= Robert James Dixson =

Robert James Dixson (May 23, 1908 - February 1, 1963) was an American writer who simplified and adapted some classic works of literature, that were later published in their new version, and wrote a number of books about the English language, especially crafted for the foreign born.

He lived in New York City and moved to Florida in the early 1950s. He died while living in Coral Gables in 1963.

He authored English language books by himself but also collaborated with others. Many of these books have been used throughout the world by those who wanted to learn or improve their knowledge of grammar, usage and pronunciation, particularly American English. Although the original editions served the intended purpose of his books, several have been re-published in different countries, most with translated notations to facilitate comprehension.

== Works ==
"Ten carefully graded readers American Classics, simplified and adapted"
1. The House of the Seven Gables (vocabulary range 750 words)
2. Moby Dick (vocabulary range 1000 words)
3. Murders in the Rue Morgue, and The Gold Bug (vocabulary range 1200 words)
4. The Pathfinder, or The Inland Sea (vocabulary range 1400 words)
5. The Outcasts of Poker Flat (vocabulary range 1600 words)
6. The Hoosier Schoolmaster (vocabulary range 1800 words)
7. The Portrait of a Lady (vocabulary range 2000 words)
8. The Rise of Silas Lapham (vocabulary range 2200 words)
9. Adventures of Huckleberry Finn (vocabulary range 2400 words)
10. The Red Badge of Courage (vocabulary range 2600 words)

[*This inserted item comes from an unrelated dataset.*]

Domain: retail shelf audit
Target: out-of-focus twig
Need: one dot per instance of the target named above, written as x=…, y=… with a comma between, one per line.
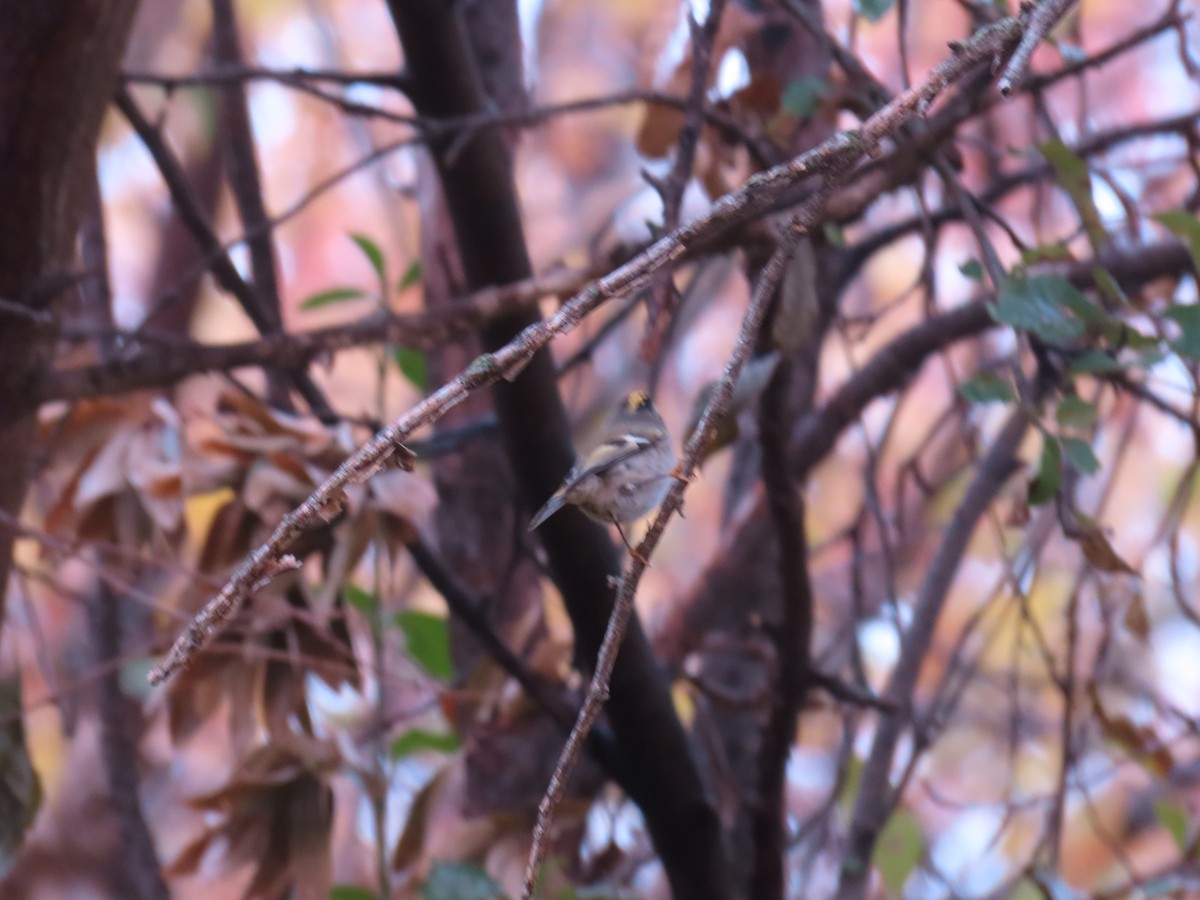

English books (partial list)
- (1945) Exercises in English Conversation for the Foreign Born
- (1949) Tests and Drills in English Grammar for Foreign Students
- (1950) Modern Short Stories by American Authors
- (1951) Essential Idioms in English for the Foreign Born
- (1951) Complete Course in English
- (1953) Everyday Dialogues in English for the Foreign Born
- (1955) Curso Completo de Inglés (Spanish)
- (1957) Practice Exercises in Everyday English
- (1962) Modern American English

== Trivia ==
Some of Dixson's work was compiled into an English course with books and cassettes, titled "Modern American English," marketed by Grolier in the late 1960s. The main speaker on the course was Leslie Daniel (1919-2011), actor and voice-over performer, best known for his role as Kurt, the lab assistant in The Brain That Wouldn't Die.

Though some of his books on the English language are known as the "Dixson's English Series," they are more often listed on the Internet as "Dixon's English Series."